Let’s see what Fed chair Jay Powell has to say when he speaks at the (now virtual) Kansas City Fed annual symposium at 10am US Eastern Time this Friday , on the topic of the economic outlook. Anticipation of his speech, and whether he too will play up near term downside economic risks due to the spread of the delta covid variant, has the potential to see somewhat less tumultuous market activity this week. This is after a very negative APAC session during which both the Hang Seng and Shanghai Composite indices lost the best part of 2% and the AUD came perilously close to shifting down onto yet another new ‘handle’ (0.70) having begun the week not far off 0.7400. AUD made a new YTD low of 0.7106 offshore and the late Friday recovery was anaemic to say the least, such that it remains premature to call an end to this down move. Certainly the weekend news of new record numbers of covid cases in New South Wales on both Friday and Saturday, both in excess of 800, has done nothing to improve sentiment towards the AUD at the start of the APAC week.

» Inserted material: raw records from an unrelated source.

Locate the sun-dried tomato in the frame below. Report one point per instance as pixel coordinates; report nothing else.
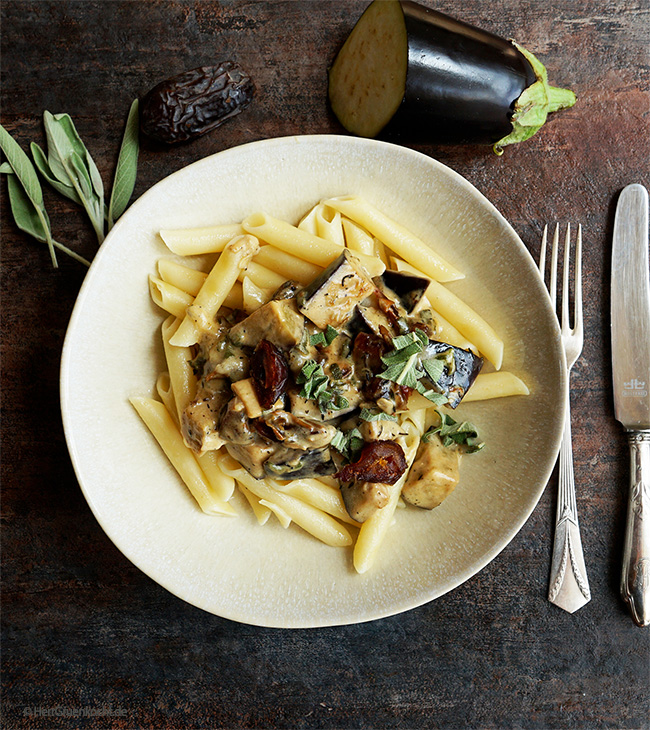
(379, 461)
(269, 372)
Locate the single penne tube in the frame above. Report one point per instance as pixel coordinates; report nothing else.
(496, 385)
(283, 517)
(328, 224)
(468, 322)
(262, 277)
(235, 256)
(308, 222)
(166, 394)
(374, 529)
(396, 237)
(182, 277)
(195, 241)
(312, 520)
(221, 484)
(181, 375)
(302, 244)
(381, 251)
(160, 423)
(356, 239)
(319, 495)
(168, 297)
(235, 297)
(287, 265)
(261, 512)
(253, 296)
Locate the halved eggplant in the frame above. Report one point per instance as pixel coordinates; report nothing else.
(414, 73)
(460, 368)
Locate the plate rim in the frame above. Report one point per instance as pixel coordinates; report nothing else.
(67, 355)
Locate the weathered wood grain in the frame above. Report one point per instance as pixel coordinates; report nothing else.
(83, 628)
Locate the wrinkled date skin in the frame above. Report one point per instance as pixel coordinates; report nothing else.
(379, 461)
(269, 371)
(195, 102)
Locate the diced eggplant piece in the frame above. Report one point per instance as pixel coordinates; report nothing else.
(363, 499)
(294, 432)
(253, 457)
(415, 73)
(200, 420)
(330, 299)
(403, 287)
(460, 369)
(433, 476)
(296, 464)
(275, 321)
(288, 290)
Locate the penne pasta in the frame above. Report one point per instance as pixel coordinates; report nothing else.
(160, 423)
(328, 225)
(262, 277)
(261, 512)
(194, 241)
(235, 257)
(168, 297)
(221, 484)
(468, 322)
(164, 390)
(182, 277)
(182, 378)
(356, 238)
(396, 237)
(496, 385)
(287, 265)
(300, 243)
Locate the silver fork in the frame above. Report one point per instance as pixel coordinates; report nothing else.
(568, 584)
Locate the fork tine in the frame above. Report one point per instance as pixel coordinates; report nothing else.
(577, 289)
(565, 279)
(553, 283)
(542, 255)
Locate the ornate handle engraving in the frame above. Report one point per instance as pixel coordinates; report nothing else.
(635, 578)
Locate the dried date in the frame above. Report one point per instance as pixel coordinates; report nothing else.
(269, 371)
(195, 102)
(379, 461)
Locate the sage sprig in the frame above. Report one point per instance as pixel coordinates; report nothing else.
(26, 197)
(127, 167)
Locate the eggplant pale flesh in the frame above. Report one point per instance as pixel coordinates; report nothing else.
(412, 73)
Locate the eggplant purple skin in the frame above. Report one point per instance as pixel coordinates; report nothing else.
(461, 82)
(467, 366)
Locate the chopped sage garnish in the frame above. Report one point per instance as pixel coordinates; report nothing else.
(451, 432)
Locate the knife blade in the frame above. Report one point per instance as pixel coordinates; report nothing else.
(630, 330)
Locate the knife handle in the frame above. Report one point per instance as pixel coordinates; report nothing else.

Ditto the NZD with New Zealand reporting 21 new cases across Saturday and Sunday.
So in the end Friday’s northern hemisphere equity markets didn’t display any of the earlier APAC session weakness, the Eurostoxx 50 finishing +0.6% , the S&P500 +0.8% and the Nasdaq +1.2%. Some signs of sector rotation into defensive and technology stocks were evident (e.g. utilities and IT fared best within the S&P) though the domestic demand-centric Russell 2000 rose by 1.6% to be the best performing US index, so it was not all about rotation. On the week, The Hang Seng and ASX 300 were the worst performing indices globally, both off by more tha 5%. On the Hong Kong and Shanghai stock markets, investors remain wary about the regulatory crackdown by the Chinese authorities, with Xinhua reporting on Friday that a new data protection law had been passed, the latest in a string of regulatory actions aimed largely at the tech sector.

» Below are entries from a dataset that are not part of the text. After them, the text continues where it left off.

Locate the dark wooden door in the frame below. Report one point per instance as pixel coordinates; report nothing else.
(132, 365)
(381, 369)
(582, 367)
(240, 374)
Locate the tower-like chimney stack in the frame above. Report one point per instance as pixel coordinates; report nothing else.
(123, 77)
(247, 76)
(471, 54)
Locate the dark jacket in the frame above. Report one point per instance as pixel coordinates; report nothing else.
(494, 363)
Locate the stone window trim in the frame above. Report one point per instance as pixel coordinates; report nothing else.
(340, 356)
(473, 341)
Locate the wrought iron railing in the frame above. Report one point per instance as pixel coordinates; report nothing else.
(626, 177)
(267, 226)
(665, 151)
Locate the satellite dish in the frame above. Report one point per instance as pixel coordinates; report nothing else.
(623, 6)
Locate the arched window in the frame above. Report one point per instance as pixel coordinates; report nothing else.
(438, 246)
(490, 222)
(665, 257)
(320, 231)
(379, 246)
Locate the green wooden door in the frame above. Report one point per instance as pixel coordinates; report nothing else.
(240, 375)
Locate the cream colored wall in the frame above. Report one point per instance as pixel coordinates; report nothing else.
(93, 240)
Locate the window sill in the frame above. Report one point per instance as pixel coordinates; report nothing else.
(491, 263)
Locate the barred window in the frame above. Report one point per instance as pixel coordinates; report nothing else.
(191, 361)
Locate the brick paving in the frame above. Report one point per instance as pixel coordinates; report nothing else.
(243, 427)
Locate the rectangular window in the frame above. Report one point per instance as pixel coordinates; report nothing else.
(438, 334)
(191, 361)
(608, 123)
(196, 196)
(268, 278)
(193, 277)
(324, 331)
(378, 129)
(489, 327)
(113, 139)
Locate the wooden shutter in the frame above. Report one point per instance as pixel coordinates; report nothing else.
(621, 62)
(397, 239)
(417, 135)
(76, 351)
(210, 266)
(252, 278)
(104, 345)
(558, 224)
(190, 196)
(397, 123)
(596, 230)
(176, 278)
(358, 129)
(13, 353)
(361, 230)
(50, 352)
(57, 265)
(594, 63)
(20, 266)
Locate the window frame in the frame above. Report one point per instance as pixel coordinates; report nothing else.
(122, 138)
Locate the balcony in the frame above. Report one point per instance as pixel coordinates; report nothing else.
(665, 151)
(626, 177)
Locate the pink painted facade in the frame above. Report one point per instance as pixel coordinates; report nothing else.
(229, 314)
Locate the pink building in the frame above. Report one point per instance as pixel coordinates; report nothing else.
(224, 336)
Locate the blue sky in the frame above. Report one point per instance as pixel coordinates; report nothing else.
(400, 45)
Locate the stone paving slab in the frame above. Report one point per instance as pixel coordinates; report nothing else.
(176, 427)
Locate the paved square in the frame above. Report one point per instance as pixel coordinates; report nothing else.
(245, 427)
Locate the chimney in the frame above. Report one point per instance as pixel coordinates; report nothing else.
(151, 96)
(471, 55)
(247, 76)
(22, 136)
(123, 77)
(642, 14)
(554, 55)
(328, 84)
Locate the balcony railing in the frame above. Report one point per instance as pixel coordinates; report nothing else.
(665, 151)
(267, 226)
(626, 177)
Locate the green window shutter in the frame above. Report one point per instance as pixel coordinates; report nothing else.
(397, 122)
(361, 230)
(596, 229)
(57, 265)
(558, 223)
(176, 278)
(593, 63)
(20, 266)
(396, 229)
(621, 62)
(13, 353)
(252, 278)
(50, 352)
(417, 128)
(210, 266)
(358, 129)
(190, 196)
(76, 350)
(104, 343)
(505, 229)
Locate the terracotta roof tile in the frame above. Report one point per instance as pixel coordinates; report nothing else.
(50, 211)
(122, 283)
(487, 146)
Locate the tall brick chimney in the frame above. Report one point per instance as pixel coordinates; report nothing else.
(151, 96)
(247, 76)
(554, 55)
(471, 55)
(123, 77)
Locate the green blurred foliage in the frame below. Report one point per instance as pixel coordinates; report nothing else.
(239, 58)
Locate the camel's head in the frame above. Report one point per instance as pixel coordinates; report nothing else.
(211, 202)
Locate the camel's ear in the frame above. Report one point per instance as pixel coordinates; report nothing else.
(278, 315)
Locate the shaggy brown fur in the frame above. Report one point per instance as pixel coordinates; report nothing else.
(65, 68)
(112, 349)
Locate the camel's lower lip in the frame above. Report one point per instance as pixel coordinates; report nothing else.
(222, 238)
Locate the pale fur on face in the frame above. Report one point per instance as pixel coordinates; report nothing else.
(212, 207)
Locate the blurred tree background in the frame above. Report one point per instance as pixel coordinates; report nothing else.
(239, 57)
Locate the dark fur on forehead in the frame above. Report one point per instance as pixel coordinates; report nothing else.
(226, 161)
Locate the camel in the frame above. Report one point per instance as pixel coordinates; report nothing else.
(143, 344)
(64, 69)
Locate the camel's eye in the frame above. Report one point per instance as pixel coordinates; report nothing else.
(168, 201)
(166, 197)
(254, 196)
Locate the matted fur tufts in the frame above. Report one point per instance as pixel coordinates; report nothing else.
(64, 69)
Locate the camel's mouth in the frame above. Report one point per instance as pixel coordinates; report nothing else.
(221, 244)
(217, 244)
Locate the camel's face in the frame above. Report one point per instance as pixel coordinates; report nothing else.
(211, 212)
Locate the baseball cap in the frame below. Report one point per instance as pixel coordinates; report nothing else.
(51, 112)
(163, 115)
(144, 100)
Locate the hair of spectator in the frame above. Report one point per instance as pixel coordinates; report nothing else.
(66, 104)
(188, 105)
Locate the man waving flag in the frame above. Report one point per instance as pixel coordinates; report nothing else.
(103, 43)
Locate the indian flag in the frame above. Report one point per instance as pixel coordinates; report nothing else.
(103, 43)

In bonds , not much movement in Treasuries anywhere along the curve Friday (the belly faring worse with yield rises of 1.4 and 1.2% in 5s and 10s respectively, while on the week the curve flattened, 2/10s by 4bps and 2/30s by 7.5%. (30-year -6bps). The (negative) AU-US 10 year spread widened by a further 12bps to -19.5bps.

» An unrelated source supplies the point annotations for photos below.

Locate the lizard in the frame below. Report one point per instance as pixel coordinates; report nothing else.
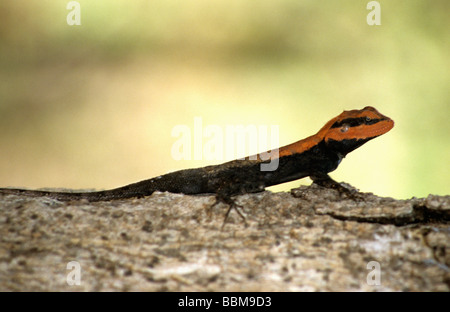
(314, 157)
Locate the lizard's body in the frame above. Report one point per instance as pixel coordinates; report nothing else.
(314, 156)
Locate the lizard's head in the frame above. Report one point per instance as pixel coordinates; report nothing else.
(353, 128)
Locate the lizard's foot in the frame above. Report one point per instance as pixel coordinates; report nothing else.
(343, 190)
(231, 205)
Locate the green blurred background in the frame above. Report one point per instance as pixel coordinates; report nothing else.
(93, 106)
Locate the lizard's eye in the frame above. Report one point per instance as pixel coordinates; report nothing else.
(345, 128)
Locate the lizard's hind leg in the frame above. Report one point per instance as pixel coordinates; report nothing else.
(222, 198)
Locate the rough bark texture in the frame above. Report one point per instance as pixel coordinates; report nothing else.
(311, 239)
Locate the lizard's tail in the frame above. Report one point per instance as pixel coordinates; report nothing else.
(118, 193)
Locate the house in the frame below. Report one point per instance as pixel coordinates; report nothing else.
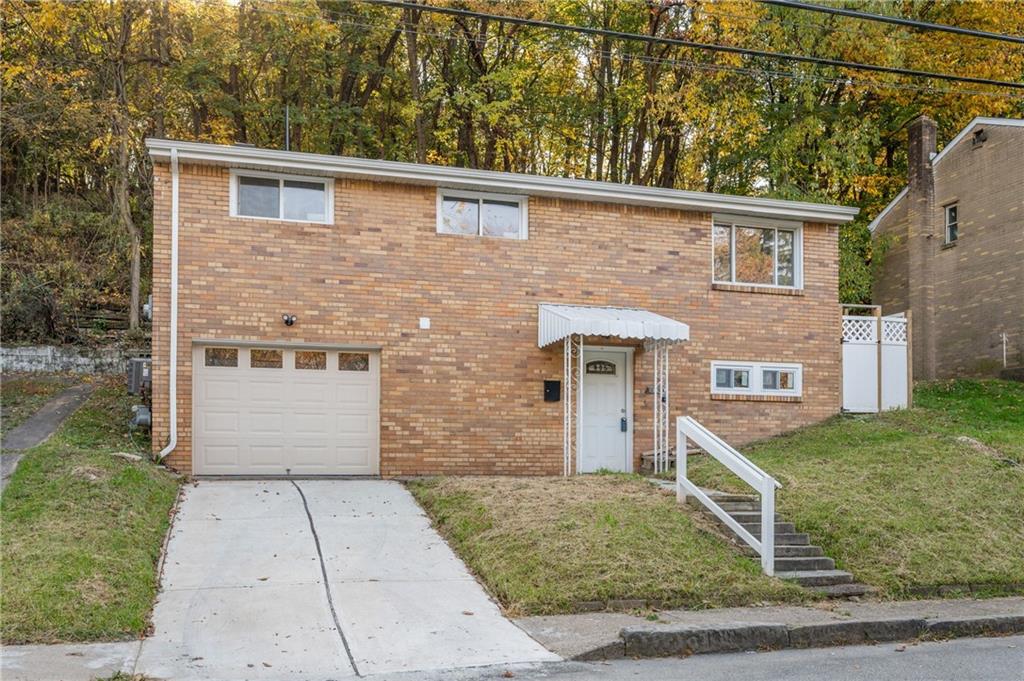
(340, 315)
(953, 249)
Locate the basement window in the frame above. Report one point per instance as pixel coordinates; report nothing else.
(476, 214)
(756, 378)
(289, 198)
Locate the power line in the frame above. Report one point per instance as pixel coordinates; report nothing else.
(694, 45)
(359, 20)
(899, 20)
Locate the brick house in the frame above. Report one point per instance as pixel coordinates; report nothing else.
(339, 315)
(954, 249)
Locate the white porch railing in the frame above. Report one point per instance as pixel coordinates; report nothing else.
(764, 484)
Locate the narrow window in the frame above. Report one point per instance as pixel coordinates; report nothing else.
(481, 215)
(265, 358)
(310, 359)
(221, 356)
(282, 198)
(755, 379)
(952, 227)
(353, 362)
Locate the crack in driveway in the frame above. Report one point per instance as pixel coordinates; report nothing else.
(327, 582)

FX moves in the 24 hours to Friday’s NY close ended up being quite small, topped and tailed by a 0.2% gain for EUR/USD and 0.2% loss for AUD/USD, the former bringing the DXY dollar index off its week’s highs but still up more than 1% in the week (and the broader BBDXY by a bigger 1.3% and where some contribution came from the back up in USD/CNH through 6.50, a 1% fall in KRW and more so – given its 10% weight in the index, the 2.5% rise in USD/MXN.
A torrid week for commodities is well illustrated in the below chart, where only gold managed a (small) gain and loses led by crude where WTI was off 9% and Brent 7.7%. Copper’s rally on Friday limited its loss on the week to 5.9%, still the worse performing base, or ferrous, metal (iron ore futures (Singapore) -4.4% after a fairy flat performance on Friday.
Finally, news over the weekend courtesy of Bloomberg that U.S. Treasury Secretary Janet Yellen has told senior White House advisers that she supports reappointing Jerome Powell as Federal Reserve chai r, according to people familiar with the matter, a move that greatly increases his chance for a second term. President Joe Biden hasn’t made a decision yet and is likely to make his choice around Labor Day (6 Sep) the people said.